Geçmişte eski Amasya evlerinin her birinden ayrı bir enstrüman sesi duyulurmuş. Amasya konaklarının çoğunun duvarlarında asılı duran, bazan sokakta bir erkeğin koltuğunda bir eğlence toplantısının, bir ustaya meşke gidişin havasında en çok rastlanan musiki aletlerinden birinin ud olduğu söylenir.
Günümüzde Amasya Belediyesi Konservatuvarı bünyesinde görev alan değerli saz ustaları öğretmenler Türk Musikisi’ne ilgi duyan gençlere bildiklerini öğreterek Türk Sanat Musikisi’ne unutulmaz hizmette bulunuyorlar. Sanatı güzele götürmek, kaybolmak üzere olan eserleri “Piyasa ağzı” denen bozuk icraları düzelterek, bu sanatı bir ticari meta olmaktan kurtararak Türk Musikisi’nin ayakta kalmasının sabır ve gayreti içinde bildiklerini yeni kuşaklara aktararak sanatkar yetiştirmeye çaba harcıyorlar.
Birbiri ardı sıra göçüp giden müzik ustalarının yerinin doldurulmasının zorluğunu sanattan anlayan herkes takdir eder. Bu nedenle konservatuvarımızın uzun yıllardır başkanlığını yapmış sazendelerinden Kanuni Muammer Palamut’u rahmet ve özlemle anmak istiyoruz. Konservatuvar etkinliklerinde ve yakın dost meclislerinin külfetsiz, ricasız, samimi havası içinde hem çalan hem söyleyen musikişinas ve muhabbet insanı sevgili Palamut’u özlemle anıyoruz.
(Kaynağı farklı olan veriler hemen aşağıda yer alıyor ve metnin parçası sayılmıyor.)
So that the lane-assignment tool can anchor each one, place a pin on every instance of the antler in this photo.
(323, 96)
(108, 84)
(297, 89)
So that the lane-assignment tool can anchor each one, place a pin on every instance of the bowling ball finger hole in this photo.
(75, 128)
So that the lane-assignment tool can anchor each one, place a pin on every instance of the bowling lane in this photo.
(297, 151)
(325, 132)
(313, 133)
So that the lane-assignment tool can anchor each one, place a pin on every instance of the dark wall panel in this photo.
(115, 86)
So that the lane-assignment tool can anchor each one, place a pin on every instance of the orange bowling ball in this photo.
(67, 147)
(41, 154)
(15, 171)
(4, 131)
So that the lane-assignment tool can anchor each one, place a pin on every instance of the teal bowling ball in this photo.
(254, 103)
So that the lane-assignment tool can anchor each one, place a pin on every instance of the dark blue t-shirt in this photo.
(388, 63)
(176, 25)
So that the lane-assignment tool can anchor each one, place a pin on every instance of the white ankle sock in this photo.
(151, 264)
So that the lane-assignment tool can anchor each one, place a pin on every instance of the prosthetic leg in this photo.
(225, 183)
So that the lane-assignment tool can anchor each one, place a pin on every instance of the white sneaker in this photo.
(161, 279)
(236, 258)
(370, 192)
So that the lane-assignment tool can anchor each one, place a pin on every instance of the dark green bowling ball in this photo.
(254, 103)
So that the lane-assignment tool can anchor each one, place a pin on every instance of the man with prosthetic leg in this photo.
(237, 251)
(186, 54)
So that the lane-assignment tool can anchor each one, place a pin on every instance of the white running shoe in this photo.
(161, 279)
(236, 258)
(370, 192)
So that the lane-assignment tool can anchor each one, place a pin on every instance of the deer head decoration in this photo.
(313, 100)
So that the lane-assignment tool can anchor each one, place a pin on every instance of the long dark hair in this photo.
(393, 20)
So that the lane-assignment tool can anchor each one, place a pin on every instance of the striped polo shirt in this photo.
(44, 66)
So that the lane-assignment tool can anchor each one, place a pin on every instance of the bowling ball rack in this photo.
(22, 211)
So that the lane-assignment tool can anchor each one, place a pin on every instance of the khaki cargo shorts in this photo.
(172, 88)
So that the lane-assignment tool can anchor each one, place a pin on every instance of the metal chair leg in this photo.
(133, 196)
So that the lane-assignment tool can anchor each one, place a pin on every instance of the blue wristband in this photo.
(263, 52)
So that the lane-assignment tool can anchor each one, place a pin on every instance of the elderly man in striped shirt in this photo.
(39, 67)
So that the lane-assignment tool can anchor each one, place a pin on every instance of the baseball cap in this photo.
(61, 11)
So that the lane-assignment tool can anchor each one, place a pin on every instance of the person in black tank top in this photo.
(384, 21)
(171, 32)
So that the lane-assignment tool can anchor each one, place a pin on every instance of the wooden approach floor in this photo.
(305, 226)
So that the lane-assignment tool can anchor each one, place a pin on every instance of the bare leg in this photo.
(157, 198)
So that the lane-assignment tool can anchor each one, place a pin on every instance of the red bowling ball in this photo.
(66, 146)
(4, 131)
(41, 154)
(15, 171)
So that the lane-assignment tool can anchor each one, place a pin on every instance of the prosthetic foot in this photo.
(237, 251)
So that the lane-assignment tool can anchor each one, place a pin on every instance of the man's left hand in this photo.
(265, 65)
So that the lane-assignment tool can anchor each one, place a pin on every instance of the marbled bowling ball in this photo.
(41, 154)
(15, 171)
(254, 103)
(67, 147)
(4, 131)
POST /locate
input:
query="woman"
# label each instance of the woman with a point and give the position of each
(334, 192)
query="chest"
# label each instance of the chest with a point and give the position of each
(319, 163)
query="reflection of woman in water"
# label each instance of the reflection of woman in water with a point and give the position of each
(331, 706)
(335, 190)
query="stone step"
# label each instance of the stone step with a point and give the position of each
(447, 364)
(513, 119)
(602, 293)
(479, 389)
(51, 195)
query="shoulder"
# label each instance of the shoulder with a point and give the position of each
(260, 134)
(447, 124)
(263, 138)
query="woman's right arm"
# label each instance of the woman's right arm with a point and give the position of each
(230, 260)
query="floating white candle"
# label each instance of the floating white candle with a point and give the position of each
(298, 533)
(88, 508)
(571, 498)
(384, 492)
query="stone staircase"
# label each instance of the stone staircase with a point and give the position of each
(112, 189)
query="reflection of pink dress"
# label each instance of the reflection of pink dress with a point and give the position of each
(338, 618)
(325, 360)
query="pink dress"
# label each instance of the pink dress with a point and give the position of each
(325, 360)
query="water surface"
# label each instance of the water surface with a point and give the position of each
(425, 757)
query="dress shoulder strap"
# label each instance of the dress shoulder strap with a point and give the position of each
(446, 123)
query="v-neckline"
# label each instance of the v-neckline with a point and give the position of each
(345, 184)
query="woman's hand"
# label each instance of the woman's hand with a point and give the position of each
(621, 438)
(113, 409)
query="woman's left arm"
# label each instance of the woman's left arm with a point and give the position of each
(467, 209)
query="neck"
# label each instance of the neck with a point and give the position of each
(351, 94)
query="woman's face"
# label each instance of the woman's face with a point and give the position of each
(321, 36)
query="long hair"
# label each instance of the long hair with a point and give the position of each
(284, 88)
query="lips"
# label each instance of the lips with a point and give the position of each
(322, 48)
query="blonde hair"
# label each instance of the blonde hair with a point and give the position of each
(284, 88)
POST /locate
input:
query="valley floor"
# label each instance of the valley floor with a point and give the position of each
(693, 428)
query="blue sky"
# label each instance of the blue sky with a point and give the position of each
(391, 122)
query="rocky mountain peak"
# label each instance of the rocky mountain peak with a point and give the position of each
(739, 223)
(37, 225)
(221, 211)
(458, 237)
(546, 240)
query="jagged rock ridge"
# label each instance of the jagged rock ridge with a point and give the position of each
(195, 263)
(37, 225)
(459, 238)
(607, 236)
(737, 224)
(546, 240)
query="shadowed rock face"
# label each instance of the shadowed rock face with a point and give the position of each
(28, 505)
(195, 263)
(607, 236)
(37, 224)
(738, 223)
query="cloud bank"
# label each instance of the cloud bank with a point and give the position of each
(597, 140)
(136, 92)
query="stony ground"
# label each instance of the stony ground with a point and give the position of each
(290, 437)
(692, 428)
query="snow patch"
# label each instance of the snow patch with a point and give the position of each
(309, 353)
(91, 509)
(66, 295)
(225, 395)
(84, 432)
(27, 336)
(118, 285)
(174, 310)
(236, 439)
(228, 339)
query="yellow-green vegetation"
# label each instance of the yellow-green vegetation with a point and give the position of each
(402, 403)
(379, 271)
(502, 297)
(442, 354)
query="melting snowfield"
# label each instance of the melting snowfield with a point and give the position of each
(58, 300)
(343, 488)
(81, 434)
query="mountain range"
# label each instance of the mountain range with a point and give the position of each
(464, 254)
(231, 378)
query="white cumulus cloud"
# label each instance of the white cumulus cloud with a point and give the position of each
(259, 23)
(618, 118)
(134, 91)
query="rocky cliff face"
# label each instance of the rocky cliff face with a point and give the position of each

Musikinin milletlerin tarihinde büyük bir kıymet ve önemi vardır. Musiki toplumun güzeli ve güzelliği anlama, takdir etme kabiliyetini artırarak topluma asil ve gerçek bir sevme terbiyesi verir. Ayrıca sanat anlayışı ve sanat terbiyesi geliştikçe o memleket içinde yetişen kabiliyetlere ve istidatlara yaşam seviyelerine temin edecek bir meslek kazandırılmış olur. Bu manada Amasya Belediyemizin kültürümüzün önemli bir direği musikiye olan hamiliğini takdir ediyor ayrıca Türk Sanat Müziği, Türk Halk Müziği gibi musikişinasların müziğe olan özlemlerini yapmış oldukları etkinliklerle giderme çabalarını takdir ve şükranla karşılıyoruz. Amasya Belediye Başkanı Av. Turgay Sevindi’ye teşekkür ediyor Amasya şehrine yapacağı hizmetlerde kolaylıklar ve başarılar diliyoruz.
2025 yılının milletimize ve tüm musiki sevenlere iyilikler mutluluklar getirmesini her gününüzün dertlerden uzak bir şarkı güzelliğinde yaşanmasını temenni ediyorum.